My first thought is saving all fields feels more intuitive, and it seems that .into_record() methods generated by deriving the Module trait do so too. However, I cannot find any sources in the Book and issues that back up the idea.
Actually, this leads me to a broader question: How are records supposed to be used?
- (a) The state of the training environment can be reconstructed with records alone. If this is true, then all fields have to be saved.
- (b) Records are supposed to be combined with the same initial settings of the training environment to reconstruct the saved state. If so, saving only fields that change during training is enough.
I know saving all fields works both ways, but it would be great to have a better understanding of the record system.
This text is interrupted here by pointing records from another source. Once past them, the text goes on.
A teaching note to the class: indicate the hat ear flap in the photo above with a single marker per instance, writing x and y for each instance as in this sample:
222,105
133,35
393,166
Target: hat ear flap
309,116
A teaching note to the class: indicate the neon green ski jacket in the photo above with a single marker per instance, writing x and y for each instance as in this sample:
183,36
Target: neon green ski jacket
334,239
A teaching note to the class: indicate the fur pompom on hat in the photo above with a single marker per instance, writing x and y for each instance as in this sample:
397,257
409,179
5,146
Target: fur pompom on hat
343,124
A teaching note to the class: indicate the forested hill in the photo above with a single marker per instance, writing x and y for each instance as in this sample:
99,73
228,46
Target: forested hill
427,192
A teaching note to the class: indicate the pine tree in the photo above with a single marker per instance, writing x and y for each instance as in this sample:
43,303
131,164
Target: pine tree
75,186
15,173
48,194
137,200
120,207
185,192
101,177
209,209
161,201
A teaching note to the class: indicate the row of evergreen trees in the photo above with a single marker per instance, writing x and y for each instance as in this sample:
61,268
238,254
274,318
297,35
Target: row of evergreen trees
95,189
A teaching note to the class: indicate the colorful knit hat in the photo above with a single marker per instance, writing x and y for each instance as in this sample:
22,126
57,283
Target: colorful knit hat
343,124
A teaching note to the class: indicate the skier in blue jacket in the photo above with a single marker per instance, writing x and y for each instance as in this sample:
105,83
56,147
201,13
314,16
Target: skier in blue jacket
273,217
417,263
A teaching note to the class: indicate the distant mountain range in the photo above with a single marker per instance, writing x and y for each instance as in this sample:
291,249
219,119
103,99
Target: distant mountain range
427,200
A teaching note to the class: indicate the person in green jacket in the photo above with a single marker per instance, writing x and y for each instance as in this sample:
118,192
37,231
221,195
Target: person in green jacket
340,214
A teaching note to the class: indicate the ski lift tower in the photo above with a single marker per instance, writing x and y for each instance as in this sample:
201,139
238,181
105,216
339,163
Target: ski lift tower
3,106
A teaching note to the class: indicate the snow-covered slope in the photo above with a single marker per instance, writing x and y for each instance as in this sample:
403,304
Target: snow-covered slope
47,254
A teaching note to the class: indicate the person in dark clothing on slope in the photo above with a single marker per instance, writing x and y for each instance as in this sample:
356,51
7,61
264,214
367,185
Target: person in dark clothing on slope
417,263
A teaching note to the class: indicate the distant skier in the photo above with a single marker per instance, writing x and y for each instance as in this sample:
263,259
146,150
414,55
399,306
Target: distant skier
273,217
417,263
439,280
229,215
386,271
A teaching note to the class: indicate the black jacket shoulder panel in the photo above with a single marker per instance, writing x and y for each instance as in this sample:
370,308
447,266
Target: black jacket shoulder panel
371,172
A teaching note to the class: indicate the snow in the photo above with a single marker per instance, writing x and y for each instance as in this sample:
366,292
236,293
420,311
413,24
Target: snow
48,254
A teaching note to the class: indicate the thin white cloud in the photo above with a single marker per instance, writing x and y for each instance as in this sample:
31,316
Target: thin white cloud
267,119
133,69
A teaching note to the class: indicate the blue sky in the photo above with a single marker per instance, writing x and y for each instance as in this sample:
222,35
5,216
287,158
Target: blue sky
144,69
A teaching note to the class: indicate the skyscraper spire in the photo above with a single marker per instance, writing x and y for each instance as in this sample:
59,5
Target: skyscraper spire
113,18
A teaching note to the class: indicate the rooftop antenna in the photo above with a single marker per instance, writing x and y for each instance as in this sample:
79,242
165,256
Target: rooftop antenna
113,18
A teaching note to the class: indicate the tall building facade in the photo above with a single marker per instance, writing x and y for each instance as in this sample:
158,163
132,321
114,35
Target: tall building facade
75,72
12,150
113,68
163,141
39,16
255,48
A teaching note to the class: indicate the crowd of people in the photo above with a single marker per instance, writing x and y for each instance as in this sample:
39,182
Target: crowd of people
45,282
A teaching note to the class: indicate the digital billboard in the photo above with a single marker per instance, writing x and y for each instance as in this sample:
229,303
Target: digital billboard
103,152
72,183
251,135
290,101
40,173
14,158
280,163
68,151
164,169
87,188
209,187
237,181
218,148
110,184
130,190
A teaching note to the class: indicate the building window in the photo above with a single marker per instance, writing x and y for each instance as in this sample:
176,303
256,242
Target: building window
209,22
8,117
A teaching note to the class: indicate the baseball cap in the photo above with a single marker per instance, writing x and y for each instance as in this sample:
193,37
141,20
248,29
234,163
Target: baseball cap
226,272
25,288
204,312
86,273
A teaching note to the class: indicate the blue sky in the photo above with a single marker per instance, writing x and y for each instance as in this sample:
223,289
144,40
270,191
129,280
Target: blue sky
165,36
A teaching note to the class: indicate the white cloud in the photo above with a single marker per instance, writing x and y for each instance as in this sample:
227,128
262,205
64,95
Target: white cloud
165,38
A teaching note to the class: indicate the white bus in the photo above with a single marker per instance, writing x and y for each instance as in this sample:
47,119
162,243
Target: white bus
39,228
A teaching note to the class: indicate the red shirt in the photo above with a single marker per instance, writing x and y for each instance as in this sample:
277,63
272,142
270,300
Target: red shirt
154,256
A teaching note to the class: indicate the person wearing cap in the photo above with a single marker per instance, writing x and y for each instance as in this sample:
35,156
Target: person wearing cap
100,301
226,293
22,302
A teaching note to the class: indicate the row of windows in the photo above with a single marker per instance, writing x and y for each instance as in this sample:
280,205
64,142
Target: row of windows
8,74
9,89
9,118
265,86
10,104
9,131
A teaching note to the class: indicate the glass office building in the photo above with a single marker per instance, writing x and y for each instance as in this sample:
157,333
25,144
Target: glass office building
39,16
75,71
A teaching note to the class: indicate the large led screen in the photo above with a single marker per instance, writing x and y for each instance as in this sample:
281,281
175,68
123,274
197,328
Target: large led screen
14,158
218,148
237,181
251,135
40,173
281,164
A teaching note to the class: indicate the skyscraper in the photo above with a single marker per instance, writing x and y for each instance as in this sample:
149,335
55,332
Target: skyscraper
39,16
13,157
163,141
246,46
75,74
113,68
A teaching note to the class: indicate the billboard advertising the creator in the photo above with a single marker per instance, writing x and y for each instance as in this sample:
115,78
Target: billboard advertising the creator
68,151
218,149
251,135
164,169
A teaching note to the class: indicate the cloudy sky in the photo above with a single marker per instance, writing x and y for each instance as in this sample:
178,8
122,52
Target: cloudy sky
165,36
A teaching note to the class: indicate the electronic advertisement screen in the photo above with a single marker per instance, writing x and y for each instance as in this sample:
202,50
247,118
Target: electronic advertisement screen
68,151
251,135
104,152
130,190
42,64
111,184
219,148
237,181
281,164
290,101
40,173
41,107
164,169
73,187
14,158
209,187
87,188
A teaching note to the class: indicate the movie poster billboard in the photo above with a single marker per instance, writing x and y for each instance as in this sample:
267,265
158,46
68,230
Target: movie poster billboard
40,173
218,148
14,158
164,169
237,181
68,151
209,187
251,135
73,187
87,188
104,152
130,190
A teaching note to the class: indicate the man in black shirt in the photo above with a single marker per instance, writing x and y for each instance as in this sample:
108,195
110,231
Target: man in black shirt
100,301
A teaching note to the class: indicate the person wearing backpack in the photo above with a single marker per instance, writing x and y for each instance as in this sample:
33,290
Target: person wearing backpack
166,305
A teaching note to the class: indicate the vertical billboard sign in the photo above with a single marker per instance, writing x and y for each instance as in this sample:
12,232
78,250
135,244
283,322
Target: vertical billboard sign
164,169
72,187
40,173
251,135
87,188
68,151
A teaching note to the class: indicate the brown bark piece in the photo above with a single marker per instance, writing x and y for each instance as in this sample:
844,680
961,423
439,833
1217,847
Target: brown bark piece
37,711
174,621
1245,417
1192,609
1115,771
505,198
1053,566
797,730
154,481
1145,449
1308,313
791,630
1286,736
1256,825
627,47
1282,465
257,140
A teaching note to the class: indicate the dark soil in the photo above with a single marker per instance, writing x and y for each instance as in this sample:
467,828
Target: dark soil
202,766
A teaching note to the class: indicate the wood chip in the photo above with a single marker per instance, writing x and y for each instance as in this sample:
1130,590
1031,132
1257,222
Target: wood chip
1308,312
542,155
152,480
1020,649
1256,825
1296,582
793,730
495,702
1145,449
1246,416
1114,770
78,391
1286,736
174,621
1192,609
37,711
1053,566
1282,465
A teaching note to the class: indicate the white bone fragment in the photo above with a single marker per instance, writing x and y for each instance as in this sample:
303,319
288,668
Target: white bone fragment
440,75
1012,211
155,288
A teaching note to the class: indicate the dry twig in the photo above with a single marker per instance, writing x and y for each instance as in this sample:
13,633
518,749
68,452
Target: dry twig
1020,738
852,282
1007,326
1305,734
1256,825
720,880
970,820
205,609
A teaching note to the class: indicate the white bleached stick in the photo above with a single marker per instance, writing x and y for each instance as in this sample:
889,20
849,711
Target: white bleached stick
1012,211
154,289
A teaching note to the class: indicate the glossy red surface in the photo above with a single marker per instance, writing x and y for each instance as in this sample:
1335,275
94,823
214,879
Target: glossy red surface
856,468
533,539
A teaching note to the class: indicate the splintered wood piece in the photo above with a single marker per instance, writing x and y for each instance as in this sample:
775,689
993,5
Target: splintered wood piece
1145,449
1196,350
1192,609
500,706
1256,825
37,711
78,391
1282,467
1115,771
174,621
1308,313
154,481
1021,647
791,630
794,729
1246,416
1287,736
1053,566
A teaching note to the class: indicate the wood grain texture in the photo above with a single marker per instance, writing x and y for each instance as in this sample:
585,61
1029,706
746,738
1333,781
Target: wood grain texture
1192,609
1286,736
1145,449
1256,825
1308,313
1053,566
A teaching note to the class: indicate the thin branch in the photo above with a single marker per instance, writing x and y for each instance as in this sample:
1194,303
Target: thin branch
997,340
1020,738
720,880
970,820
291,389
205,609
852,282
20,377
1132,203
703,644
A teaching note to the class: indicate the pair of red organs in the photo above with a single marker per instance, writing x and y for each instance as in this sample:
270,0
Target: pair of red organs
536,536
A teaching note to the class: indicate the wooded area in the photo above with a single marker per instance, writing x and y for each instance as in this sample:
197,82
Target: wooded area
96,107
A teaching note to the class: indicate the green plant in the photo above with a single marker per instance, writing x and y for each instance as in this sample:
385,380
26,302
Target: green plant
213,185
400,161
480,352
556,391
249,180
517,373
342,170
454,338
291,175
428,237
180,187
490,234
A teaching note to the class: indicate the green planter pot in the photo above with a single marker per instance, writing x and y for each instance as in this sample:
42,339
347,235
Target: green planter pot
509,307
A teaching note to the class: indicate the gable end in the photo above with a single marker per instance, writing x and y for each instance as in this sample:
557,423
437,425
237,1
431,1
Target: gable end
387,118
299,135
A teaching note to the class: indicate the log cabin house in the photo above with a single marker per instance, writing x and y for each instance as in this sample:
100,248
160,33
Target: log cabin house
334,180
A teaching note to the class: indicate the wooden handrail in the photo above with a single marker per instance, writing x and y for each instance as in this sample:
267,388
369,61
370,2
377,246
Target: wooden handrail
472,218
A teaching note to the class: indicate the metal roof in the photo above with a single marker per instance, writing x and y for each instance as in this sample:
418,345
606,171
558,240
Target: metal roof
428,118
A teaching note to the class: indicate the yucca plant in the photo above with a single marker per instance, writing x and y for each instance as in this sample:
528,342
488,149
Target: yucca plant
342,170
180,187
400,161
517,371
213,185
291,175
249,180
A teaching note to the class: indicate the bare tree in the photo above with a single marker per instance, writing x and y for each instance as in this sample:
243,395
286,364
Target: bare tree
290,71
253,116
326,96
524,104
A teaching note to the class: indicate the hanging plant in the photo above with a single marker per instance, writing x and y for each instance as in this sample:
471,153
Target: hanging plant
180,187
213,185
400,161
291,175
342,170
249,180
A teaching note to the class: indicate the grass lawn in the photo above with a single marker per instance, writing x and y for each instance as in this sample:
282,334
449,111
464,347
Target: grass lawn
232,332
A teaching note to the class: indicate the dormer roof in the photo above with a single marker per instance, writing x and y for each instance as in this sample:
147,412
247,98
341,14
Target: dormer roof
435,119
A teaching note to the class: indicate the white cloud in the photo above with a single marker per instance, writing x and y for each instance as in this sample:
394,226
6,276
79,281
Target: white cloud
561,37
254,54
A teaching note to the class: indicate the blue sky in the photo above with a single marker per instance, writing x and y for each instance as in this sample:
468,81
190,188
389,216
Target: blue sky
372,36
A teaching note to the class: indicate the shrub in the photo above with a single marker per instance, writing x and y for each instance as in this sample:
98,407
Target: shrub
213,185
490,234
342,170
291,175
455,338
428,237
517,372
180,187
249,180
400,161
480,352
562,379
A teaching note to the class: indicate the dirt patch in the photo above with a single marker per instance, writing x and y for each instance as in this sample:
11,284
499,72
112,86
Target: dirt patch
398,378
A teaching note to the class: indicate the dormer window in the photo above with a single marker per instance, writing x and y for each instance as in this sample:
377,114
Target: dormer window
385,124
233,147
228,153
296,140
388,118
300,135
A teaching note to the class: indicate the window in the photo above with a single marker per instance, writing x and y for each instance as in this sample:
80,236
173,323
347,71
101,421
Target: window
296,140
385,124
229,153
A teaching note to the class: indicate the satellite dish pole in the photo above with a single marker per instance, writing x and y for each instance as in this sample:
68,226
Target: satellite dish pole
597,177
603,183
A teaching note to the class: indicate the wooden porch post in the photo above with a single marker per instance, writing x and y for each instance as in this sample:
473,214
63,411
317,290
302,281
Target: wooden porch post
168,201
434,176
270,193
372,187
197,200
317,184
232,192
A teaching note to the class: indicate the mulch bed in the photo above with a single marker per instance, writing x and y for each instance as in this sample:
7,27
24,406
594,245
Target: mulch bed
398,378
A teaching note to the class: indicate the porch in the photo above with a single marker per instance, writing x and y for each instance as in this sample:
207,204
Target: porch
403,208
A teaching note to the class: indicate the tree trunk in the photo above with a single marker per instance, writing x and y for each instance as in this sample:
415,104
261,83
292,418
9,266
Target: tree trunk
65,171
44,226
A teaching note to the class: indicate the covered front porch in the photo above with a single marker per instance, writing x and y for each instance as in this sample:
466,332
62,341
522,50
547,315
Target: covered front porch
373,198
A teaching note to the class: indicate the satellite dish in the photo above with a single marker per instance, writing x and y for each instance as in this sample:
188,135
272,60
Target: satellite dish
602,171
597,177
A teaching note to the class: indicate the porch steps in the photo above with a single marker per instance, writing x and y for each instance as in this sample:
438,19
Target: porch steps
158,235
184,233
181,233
Could you please give me some guidance?
Normally records are supposed to be combined with hyper-parameters, which are supposed to be training configs.
Gotcha gotcha thank you for the clarification. One more thing would we want to reinitialize the learning rate when the scheduler is changed or just pass the current learning rate to the next scheduler?
The next scheduler is typically initialized from the current state (i.e., the final learning rate given by the previous scheduler). A visual example for a linear LR warmup followed by another schedule:

Normally records are supposed to be combined with hyper-parameters, which are supposed to be training configs.
Thank you for addressing my question.
Since I need to touch the .to_record() and .load_record() methods in my PR that changes the first value of those three LR schedulers, I will make their behaviors consistent with other schedulers by saving only fields that change across steps.